Not only that, but he's blurring the lines. He's hanging out with the bookie and becoming his buddy, getting ADVICE from him. This can't end well.

Greg


----------



## FireMen2003 (Apr 1, 2004)

I forgot it came on last night. I just watched it.

Yea, that has problems written all over it.

That was a nice blow to Joe...


----------



## cmaasfamily (Jan 26, 2006)

This thread gives me hope! I figured I was the only one watching and would probably get 4 or 5 episodes before it was gone; but sounds like there are some others out there too.

Yeah it's a little slow, not really deep, episodic, and pretty much the opposite of most things I watch these days - but that's what makes it refreshing. And that style of story telling works with the characters and the stories themselves.


----------



## pteronaut (Dec 26, 2009)

sooperkool said:


> Reminds me a lot of the Brit show "Manchild"


Thank You. I'd say that to my wife, but she'd just complain that I accuse US TV of copying everything.

Still, I think that it is funny that Manchild was offered to the US but was turned down only for this to appear a few years later.


----------



## SorenTodd (May 26, 2009)

I've watched all 4 episodes.

I never did get into Romano's CBS sitcom, so I'm not sure if he's trying to be funny on this show or just sarcastic. Anyways, I'll stick with the final 6 eps, but I don't think this is something I would be loyal to if it went head to head with some of my other favorite network shows.


----------



## madscientist (Nov 12, 2003)

My wife and I really love this show. The last one was definitely more depressing/heavy than most of the previous ones but we still enjoyed it. I do have to say that Andre is so obviously a superior actor to the other two leads that it's a little disconcerting. But, I guess they worked that into the characters a bit.

I do think that we need to create a specific season thread for this if we're going to, though: discussing newer eps in a thread titled for just the pilot is not kosher.


----------



## dianebrat (Jul 6, 2002)

So far I'm good with it, I'm enjoying it, and it's nice to see characters my age on a show, I give it a:up:

Diane


----------



## Craigbob (Dec 2, 2006)

Watching the latest episode now and I have to say I can empathize with Ray's character. I'm in the middle of a divorce and I know how he feels. I'm not a gambler but my vice is stargazing.

I still like Bakula, but I keep expecting to see Dean Stockwell show up.


----------



## pdhenry (Feb 28, 2005)

BTW, Episodes 1-3 are on tnt.tv (and linked there from Hulu)


----------



## betts4 (Dec 27, 2005)

madscientist said:


> I do think that we need to create a specific season thread for this if we're going to, though: discussing newer eps in a thread titled for just the pilot is not kosher.

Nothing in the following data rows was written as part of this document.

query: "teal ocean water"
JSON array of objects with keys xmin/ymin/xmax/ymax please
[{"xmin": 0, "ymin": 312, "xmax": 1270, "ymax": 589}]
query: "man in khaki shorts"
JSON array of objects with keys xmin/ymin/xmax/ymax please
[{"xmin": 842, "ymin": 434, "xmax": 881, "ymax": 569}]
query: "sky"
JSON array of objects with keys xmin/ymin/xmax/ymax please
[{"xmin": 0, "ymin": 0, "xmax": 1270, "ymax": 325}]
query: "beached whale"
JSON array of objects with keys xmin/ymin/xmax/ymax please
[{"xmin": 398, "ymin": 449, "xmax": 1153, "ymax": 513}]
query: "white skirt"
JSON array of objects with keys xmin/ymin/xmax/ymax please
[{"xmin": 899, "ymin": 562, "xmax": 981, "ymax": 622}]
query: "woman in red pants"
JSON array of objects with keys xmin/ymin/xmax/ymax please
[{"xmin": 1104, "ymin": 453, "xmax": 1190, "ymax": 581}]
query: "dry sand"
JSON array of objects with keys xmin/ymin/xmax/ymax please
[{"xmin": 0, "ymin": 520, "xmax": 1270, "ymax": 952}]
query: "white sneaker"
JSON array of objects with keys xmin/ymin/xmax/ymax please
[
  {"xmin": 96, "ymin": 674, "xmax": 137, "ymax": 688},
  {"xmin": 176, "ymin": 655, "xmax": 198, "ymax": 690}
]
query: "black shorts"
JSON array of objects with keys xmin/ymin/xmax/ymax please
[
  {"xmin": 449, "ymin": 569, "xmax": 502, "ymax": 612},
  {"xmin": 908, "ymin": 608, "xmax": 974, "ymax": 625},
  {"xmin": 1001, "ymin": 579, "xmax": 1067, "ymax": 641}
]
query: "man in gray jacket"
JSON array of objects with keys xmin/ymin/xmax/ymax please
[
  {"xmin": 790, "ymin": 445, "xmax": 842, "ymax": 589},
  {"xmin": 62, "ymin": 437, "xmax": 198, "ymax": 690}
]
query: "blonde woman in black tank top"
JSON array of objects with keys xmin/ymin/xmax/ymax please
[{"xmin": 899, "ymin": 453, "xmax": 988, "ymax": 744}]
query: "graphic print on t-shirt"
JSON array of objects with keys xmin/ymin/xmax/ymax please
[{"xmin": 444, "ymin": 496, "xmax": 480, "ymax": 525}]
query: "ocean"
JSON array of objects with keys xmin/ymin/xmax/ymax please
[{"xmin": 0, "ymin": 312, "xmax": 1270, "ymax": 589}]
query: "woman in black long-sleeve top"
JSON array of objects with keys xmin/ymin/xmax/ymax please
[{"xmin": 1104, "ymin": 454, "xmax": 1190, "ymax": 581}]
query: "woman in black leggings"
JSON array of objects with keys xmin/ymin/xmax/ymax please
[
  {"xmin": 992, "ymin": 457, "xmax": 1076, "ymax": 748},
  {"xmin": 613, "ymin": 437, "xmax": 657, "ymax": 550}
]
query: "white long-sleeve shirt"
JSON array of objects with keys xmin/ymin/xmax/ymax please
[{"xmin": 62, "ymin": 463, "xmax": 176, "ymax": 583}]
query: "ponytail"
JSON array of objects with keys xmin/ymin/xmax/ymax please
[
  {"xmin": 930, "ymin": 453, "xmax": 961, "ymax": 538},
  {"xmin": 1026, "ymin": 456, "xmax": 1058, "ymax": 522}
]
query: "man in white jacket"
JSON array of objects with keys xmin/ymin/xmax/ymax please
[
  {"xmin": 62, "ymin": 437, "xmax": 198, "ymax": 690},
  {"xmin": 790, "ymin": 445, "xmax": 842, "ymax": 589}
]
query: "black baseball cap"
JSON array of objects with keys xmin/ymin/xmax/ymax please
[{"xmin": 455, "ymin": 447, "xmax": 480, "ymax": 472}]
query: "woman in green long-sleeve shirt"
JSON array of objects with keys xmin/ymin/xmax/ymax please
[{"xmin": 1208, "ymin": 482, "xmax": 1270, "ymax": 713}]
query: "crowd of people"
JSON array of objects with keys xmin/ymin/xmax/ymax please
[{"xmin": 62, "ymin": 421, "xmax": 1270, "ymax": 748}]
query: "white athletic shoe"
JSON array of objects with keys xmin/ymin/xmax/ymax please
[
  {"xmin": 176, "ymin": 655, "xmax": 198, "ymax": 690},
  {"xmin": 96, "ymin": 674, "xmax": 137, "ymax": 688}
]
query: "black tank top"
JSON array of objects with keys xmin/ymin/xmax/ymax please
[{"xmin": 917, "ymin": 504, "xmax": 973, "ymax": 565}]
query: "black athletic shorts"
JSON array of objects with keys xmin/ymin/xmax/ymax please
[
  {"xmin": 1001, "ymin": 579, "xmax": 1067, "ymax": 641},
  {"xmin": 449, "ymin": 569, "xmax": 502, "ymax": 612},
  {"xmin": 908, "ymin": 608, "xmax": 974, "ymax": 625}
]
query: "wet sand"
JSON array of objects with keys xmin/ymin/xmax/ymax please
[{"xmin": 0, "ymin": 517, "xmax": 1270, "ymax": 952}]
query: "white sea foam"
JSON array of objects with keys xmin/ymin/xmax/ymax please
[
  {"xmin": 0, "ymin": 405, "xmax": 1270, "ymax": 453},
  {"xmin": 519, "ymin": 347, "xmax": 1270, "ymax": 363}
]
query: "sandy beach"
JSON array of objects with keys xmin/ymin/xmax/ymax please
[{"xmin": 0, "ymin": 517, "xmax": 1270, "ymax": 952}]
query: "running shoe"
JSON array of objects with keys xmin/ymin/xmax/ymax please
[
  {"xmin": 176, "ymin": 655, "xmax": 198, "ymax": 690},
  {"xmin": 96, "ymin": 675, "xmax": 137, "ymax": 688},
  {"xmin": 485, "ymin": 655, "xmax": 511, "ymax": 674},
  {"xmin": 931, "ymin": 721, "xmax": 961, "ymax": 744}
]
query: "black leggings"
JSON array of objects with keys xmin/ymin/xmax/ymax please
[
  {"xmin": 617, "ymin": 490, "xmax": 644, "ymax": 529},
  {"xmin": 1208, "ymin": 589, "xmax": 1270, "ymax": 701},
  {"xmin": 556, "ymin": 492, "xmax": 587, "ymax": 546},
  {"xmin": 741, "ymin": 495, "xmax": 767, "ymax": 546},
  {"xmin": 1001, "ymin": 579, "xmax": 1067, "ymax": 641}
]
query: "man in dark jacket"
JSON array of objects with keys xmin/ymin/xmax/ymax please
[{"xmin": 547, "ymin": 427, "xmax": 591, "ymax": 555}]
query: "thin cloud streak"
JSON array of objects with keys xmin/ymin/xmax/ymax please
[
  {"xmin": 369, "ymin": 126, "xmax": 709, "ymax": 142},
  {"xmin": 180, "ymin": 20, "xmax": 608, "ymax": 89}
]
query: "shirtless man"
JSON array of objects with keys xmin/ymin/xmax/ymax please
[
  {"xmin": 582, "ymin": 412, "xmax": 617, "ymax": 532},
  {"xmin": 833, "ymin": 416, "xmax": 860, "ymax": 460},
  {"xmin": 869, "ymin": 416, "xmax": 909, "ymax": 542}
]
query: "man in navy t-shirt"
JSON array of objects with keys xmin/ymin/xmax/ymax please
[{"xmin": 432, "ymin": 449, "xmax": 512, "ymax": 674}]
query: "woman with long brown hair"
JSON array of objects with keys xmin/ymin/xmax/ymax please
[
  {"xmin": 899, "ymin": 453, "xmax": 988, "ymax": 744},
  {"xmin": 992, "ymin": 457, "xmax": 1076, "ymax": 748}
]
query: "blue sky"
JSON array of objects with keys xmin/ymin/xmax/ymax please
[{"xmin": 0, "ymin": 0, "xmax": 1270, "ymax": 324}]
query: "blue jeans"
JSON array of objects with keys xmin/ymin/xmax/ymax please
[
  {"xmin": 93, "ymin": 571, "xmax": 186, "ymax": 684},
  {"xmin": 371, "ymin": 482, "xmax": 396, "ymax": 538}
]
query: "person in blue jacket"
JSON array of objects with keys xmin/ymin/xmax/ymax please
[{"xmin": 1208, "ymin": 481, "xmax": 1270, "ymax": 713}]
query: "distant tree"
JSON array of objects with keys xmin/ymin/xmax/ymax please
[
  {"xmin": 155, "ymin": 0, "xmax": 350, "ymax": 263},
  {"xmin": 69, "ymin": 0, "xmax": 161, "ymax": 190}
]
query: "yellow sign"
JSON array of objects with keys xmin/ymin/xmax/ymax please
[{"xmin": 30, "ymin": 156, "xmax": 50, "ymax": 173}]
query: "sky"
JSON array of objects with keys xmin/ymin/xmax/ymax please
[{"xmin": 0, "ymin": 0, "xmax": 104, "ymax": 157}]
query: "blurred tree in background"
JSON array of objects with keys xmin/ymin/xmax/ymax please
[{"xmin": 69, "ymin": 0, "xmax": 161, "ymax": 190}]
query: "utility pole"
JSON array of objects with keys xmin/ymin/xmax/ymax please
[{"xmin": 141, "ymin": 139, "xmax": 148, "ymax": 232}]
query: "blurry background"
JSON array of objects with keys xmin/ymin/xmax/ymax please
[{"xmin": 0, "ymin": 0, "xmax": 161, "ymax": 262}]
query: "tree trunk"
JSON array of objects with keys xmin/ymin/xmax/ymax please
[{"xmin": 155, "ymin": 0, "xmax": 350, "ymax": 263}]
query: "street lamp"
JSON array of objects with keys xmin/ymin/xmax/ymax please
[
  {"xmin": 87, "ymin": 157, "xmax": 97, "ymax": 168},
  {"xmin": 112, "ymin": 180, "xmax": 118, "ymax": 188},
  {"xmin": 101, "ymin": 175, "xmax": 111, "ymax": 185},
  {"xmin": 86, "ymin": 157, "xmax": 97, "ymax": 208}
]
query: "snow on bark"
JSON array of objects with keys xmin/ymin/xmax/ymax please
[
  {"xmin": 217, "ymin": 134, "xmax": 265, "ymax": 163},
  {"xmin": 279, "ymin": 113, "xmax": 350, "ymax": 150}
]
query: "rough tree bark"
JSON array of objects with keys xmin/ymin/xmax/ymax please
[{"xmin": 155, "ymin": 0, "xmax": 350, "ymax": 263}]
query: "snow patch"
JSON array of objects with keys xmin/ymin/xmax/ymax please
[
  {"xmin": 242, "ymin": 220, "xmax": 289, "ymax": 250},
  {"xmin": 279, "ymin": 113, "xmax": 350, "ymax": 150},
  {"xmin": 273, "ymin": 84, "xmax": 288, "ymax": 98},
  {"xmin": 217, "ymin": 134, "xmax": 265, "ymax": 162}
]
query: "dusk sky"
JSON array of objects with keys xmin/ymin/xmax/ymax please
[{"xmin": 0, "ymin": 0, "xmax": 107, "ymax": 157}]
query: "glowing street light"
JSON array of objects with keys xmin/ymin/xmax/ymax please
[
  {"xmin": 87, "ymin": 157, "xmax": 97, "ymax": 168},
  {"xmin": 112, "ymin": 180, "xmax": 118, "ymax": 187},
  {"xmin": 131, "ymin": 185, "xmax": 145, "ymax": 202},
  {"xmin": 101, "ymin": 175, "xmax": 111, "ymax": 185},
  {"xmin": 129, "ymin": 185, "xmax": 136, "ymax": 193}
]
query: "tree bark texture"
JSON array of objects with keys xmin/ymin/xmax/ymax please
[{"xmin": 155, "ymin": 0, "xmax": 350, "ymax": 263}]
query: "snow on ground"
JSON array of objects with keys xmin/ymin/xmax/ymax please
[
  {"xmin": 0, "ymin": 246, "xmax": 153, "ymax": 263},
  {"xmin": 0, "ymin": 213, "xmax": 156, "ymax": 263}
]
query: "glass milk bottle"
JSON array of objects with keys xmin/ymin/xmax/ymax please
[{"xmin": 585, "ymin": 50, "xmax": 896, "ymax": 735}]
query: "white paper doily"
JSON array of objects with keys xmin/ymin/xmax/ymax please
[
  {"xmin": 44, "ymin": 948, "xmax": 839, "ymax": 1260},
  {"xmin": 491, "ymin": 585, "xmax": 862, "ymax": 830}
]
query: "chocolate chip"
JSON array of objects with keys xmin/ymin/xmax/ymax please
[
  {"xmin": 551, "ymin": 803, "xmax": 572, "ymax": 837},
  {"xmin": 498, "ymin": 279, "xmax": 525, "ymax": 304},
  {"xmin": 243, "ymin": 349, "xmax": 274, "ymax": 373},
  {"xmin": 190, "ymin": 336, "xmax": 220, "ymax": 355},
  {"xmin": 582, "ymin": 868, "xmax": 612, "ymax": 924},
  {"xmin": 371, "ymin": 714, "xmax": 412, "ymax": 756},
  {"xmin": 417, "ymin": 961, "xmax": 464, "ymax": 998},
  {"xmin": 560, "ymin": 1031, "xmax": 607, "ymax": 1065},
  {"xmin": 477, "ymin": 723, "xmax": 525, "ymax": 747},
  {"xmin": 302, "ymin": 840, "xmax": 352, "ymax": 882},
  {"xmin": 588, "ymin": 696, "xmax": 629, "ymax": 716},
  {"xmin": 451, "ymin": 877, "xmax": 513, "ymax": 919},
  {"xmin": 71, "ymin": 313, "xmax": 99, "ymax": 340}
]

I thought we would be doing that. Well, not me specifically but anyone could do it each week. You could do it!


----------



## The Flush (Aug 3, 2005)

I like this show, but it will fall behind others soon such as Chuck and Breaking Bad when they return.


----------



## MickeS (Dec 26, 2002)

I just finished the third episode, and I think this show is fantastic.

"Are you gonna stand there and tell me people don't hate car salesmen?"
"They don't hate you... they hate the idea of you."

The characters just seem real and the situations are both funny, touching and so far not unrealistic. 

I think this show might need episode specific threads...


----------



## marksman (Mar 4, 2002)

The Flush said:


> I like this show, but it will fall behind others soon such as Chuck and Breaking Bad when they return.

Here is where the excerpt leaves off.